Его жена Фаина тоже наведывается к писателю:

– Так редко удается поговорить с культурным человеком.

Затем Фаина одергивает сарафан и громким шепотом произносит:

– Я вам главное скажу – киноартисты постарели: Баталов, Евстигнеев, Моргунов. Ведь если разобраться, то уехали мы десять лет назад. А Евстигнееву, я думаю, уже и тогда было за сорок. Годы, в общем, идут, люди стареют. Такое у меня ощущение. Может, я не права?

– Почему же, – реагирует Григорий Борисович, – действительно стареют. А годы, в общем-то, идут…

Лето выдалось теплое и солнечное. Даже комары вели себя не очень агрессивно. Бернович и Фаина заходили к писателю все чаще. Бернович дарил ему только что пойманных, еще холодных маленьких окуней. Фаина неожиданно и решительно мыла ему посуду.

«Демократия, – размышлял он, – не только благо. Это еще и бремя. В Союзе такие люди были частью пейзажа. Я воспринимал их как статистов. Здесь они превратились в равноправных действующих лиц. Впрочем, – спохватывался писатель, – это хорошие, добрые люди. О них можно, в принципе, написать рассказ…»

Бернович говорил:

– Фаинка – дура.

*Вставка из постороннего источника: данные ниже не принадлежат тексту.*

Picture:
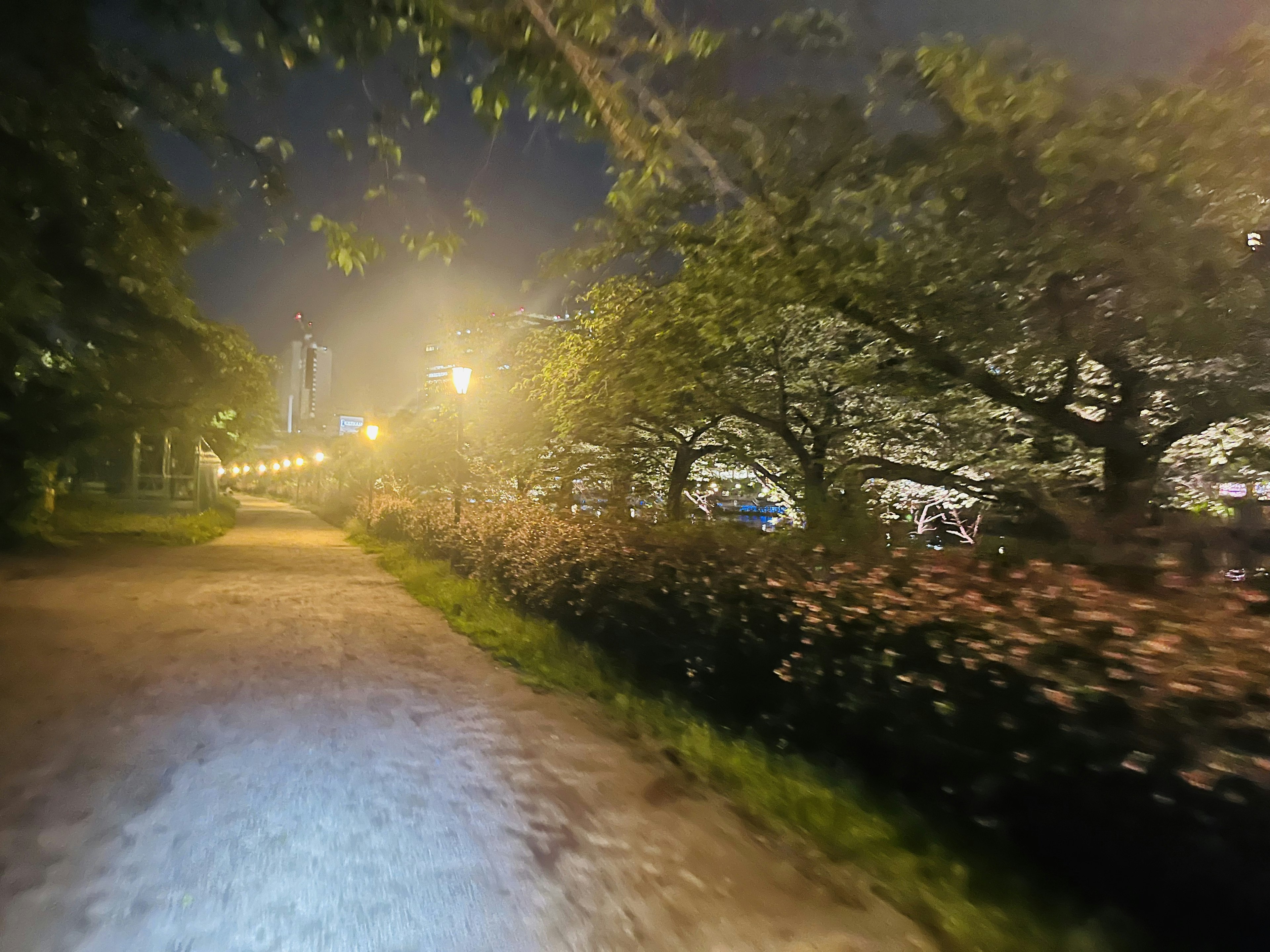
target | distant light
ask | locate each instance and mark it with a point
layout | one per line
(463, 376)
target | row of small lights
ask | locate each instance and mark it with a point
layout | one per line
(371, 433)
(265, 468)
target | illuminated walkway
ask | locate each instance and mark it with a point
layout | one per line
(266, 746)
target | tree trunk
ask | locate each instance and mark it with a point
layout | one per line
(564, 494)
(1128, 483)
(680, 471)
(618, 507)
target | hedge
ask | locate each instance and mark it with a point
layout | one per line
(1118, 739)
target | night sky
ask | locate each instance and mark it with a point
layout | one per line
(534, 182)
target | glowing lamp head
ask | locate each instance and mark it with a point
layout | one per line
(463, 376)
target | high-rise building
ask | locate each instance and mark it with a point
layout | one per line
(304, 386)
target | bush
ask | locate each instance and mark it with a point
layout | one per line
(102, 517)
(1118, 738)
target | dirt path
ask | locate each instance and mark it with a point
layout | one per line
(265, 744)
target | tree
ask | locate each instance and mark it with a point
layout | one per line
(1071, 266)
(1078, 259)
(91, 270)
(616, 382)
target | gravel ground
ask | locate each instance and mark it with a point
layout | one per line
(265, 746)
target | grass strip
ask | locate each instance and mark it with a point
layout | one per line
(966, 904)
(80, 518)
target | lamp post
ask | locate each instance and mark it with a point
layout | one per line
(461, 377)
(373, 433)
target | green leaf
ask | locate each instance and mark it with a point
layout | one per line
(426, 101)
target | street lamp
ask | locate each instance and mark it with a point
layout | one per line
(373, 433)
(461, 377)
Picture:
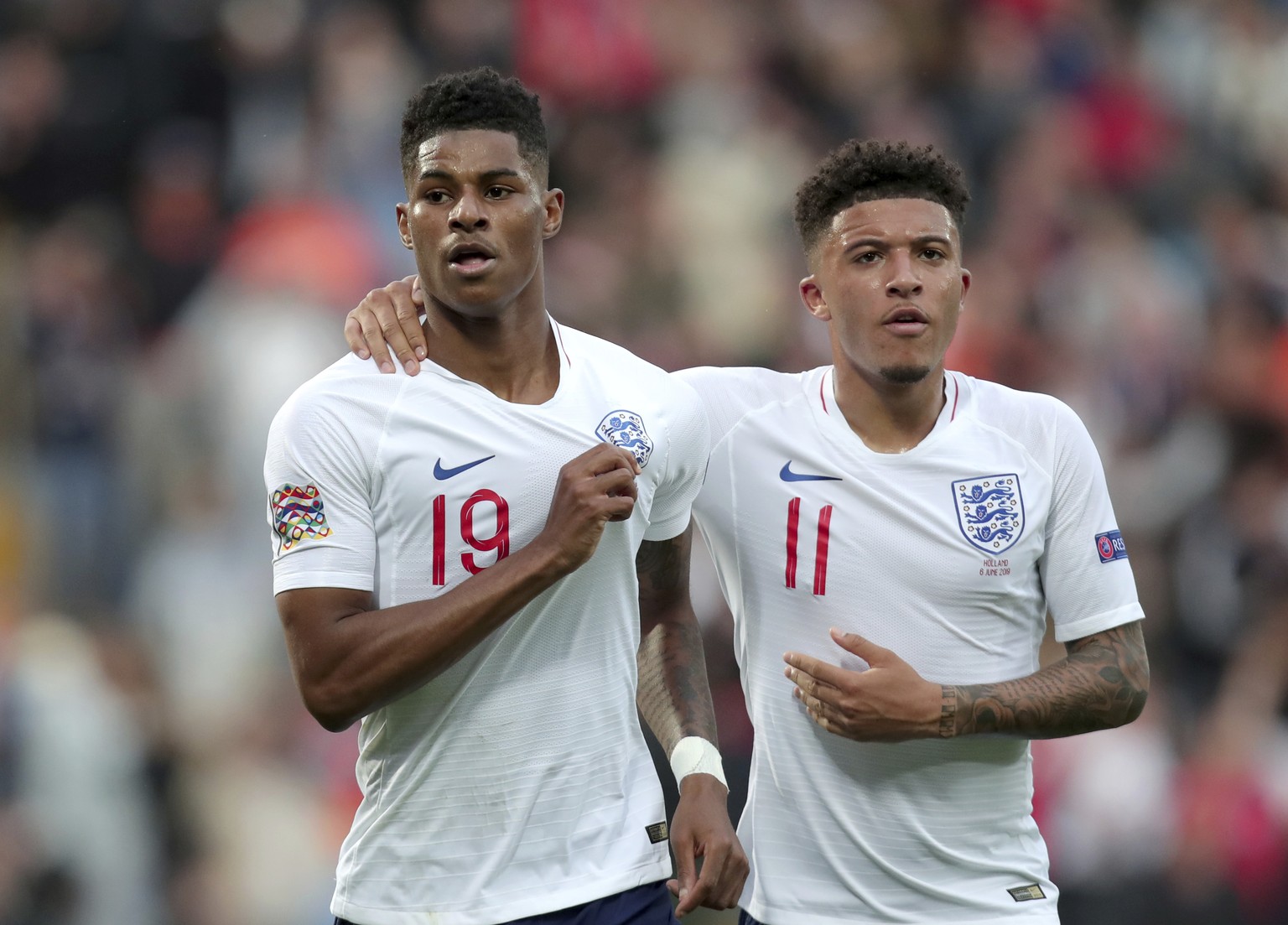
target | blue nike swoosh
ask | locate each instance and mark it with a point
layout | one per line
(441, 473)
(786, 475)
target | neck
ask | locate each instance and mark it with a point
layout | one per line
(513, 355)
(889, 418)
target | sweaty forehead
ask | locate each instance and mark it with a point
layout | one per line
(896, 221)
(469, 153)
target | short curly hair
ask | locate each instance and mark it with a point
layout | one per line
(480, 98)
(865, 170)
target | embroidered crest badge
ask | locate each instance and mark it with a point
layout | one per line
(989, 511)
(625, 429)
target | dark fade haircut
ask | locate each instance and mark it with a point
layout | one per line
(867, 170)
(480, 98)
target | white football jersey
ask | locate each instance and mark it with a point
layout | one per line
(518, 781)
(949, 554)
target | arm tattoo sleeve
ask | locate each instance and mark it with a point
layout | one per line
(673, 694)
(1100, 683)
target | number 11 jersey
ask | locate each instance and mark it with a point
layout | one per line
(948, 554)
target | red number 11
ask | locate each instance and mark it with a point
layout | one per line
(824, 523)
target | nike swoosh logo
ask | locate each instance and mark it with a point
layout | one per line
(441, 473)
(786, 475)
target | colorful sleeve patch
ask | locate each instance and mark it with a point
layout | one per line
(1110, 545)
(298, 514)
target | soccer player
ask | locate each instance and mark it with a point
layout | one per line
(896, 533)
(480, 562)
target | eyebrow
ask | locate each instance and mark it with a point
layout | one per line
(922, 240)
(437, 174)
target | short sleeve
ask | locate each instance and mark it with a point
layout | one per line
(319, 513)
(1085, 569)
(688, 444)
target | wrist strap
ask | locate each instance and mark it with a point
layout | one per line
(696, 755)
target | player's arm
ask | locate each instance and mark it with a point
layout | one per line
(1102, 683)
(675, 699)
(351, 658)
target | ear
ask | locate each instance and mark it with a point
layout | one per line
(813, 298)
(553, 204)
(403, 228)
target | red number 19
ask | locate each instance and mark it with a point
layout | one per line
(499, 543)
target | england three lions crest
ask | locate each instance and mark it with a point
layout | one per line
(989, 511)
(625, 429)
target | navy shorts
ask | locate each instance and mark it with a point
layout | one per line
(648, 905)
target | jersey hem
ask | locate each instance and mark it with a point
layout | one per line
(596, 888)
(355, 581)
(764, 913)
(667, 530)
(1098, 622)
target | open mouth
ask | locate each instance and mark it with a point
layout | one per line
(907, 321)
(470, 259)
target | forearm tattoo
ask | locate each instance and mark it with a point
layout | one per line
(673, 696)
(1100, 683)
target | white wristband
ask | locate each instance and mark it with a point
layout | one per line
(696, 755)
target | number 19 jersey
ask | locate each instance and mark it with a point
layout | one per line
(518, 781)
(948, 554)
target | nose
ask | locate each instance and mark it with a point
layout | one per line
(905, 281)
(468, 213)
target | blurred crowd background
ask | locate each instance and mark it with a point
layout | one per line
(194, 194)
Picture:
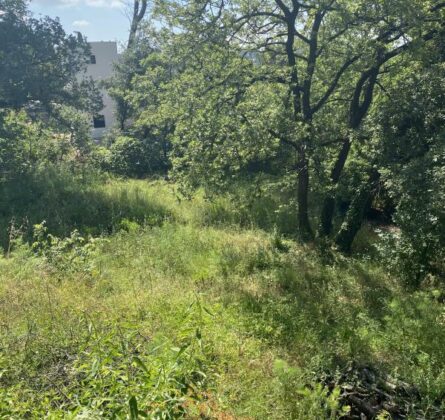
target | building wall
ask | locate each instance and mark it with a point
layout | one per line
(105, 54)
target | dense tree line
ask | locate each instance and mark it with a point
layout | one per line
(332, 98)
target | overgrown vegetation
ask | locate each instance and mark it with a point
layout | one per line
(261, 236)
(194, 316)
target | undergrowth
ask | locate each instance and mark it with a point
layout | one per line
(180, 313)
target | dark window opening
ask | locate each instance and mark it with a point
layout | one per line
(99, 121)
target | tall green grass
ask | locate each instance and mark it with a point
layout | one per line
(192, 316)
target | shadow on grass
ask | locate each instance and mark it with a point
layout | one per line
(311, 311)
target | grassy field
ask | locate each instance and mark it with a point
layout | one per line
(187, 309)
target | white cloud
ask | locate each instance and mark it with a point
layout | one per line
(112, 4)
(80, 23)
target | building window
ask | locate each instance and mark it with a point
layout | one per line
(99, 121)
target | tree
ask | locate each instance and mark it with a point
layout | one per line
(129, 64)
(312, 54)
(40, 64)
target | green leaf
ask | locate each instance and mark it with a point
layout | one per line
(134, 412)
(141, 364)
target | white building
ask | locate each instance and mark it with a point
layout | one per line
(100, 67)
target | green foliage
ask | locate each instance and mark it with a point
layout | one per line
(40, 63)
(413, 163)
(69, 199)
(187, 319)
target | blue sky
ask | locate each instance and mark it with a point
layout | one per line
(99, 20)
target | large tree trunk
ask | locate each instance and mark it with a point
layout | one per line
(356, 212)
(328, 209)
(303, 195)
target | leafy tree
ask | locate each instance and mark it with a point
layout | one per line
(40, 64)
(256, 78)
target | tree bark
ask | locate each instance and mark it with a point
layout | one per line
(328, 209)
(303, 194)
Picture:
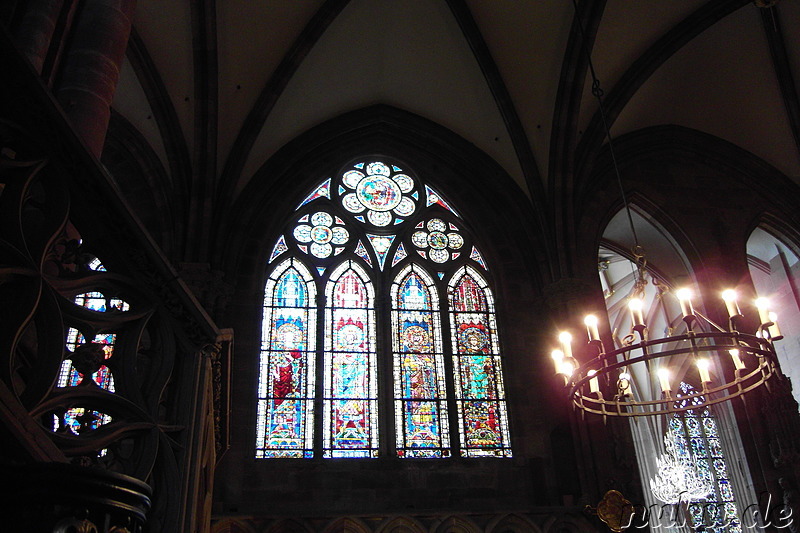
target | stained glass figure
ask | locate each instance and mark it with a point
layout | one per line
(323, 191)
(382, 191)
(279, 248)
(480, 396)
(476, 256)
(439, 245)
(350, 402)
(361, 252)
(697, 436)
(381, 245)
(287, 371)
(322, 233)
(79, 419)
(96, 265)
(421, 423)
(435, 199)
(399, 255)
(322, 253)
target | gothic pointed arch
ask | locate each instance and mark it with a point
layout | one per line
(288, 525)
(457, 524)
(513, 523)
(705, 435)
(232, 525)
(347, 525)
(401, 524)
(376, 269)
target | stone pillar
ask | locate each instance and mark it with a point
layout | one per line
(91, 67)
(34, 35)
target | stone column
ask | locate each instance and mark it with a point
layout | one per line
(91, 67)
(34, 35)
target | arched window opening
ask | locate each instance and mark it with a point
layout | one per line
(419, 375)
(401, 283)
(483, 424)
(705, 440)
(697, 438)
(287, 375)
(351, 385)
(88, 353)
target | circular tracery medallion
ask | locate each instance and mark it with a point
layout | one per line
(417, 339)
(472, 340)
(379, 193)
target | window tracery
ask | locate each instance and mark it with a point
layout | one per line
(400, 286)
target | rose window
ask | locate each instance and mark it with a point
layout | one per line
(439, 242)
(321, 234)
(383, 191)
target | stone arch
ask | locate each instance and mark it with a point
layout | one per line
(457, 524)
(347, 525)
(401, 524)
(567, 523)
(288, 525)
(512, 523)
(232, 525)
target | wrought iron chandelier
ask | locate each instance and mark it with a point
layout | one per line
(635, 379)
(739, 362)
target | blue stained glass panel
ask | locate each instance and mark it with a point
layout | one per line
(480, 396)
(696, 436)
(418, 366)
(422, 425)
(350, 403)
(287, 368)
(725, 490)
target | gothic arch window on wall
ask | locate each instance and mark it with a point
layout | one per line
(81, 352)
(705, 438)
(697, 437)
(379, 333)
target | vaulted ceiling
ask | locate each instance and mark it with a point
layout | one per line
(217, 87)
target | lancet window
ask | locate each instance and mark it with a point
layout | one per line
(376, 282)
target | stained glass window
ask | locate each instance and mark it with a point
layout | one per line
(350, 418)
(287, 378)
(78, 419)
(483, 423)
(696, 435)
(421, 422)
(379, 330)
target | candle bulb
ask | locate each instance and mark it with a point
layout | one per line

Купи мне, говорит, на сегодняшний день «чероки»…

– Что это?

– «Чероки»? «Чероки» – это тачка. Называется – «джип-чероки»… Купи, говорит, «чероки». А я говорю – ты посмотри на свои бюсты. Они же в «джипе» будут трястись, как это самое… Как последний день… Ну этой?.. Как ее… Помпеи…

Фаина говорила, оставаясь с писателем наедине:

– За мной еще до Вени один кинооператор ухаживал. В Дом искусств мы с ним ходили. Помню, весь тет-а-тет собирался: Ульянов, Яковлев, этот… Как его? Ждигарханян…

Бернович и Фаина часто ссорились. В такие дни заходили поодиночке.

Фаина говорила:

– Ему лишь бы поддать и в койку. Я к такому отношению не привыкла.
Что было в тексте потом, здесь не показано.